No dia 17, os advogados requereram habilitação nos autos e acesso ao processo. Em 20 de fevereiro, protocolaram nova petição solicitando a revogação das medidas cautelares e acesso ao e-mail institucional da servidora na Receita Federal do Brasil.

Caso o acesso direto não seja autorizado, a defesa pediu o espelhamento da conta. Sustenta que ali estariam provas “decisivas”, incluindo mensagem que, segundo a servidora, foi enviada à Receita antes da operação da Polícia Federal.
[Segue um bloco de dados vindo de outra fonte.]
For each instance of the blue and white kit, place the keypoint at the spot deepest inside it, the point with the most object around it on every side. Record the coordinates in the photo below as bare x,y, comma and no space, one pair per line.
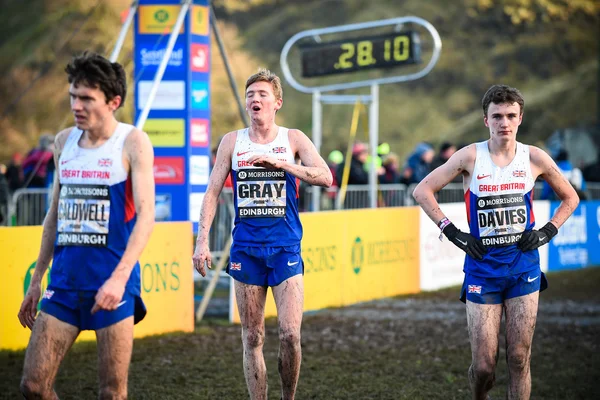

Ruth afirma que respondeu formalmente a questionamentos internos e apresentou documentos indicando que, no dia e horário apontados pela auditoria, estava em atendimento presencial a contribuinte na unidade da Receita no Guarujá (SP). Ela nega ter consultado dados da advogada e afirma que não compartilhou login ou senha.

Apesar das justificativas internas, a servidora foi alvo de busca e apreensão na terça-feira de Carnaval. Foi afastada do cargo, teve objetos recolhidos, perdeu acesso aos sistemas e passou a usar tornozeleira eletrônica por determinação judicial.

O caso integra o Inquérito nº 4.781, conhecido como inquérito das fake news, que apura possível acesso e vazamento de informações de ministros do STF e familiares. Além de Ruth, outros três servidores são investigados.

Manifestação da OAB

O Ordem dos Advogados do Brasil enviou ofício ao presidente do STF, Edson Fachin, solicitando a conclusão de investigações de longa duração, incluindo o inquérito das fake news.

No documento, a entidade afirma que a proteção da democracia deve observar o devido processo legal, a ampla defesa e o contraditório.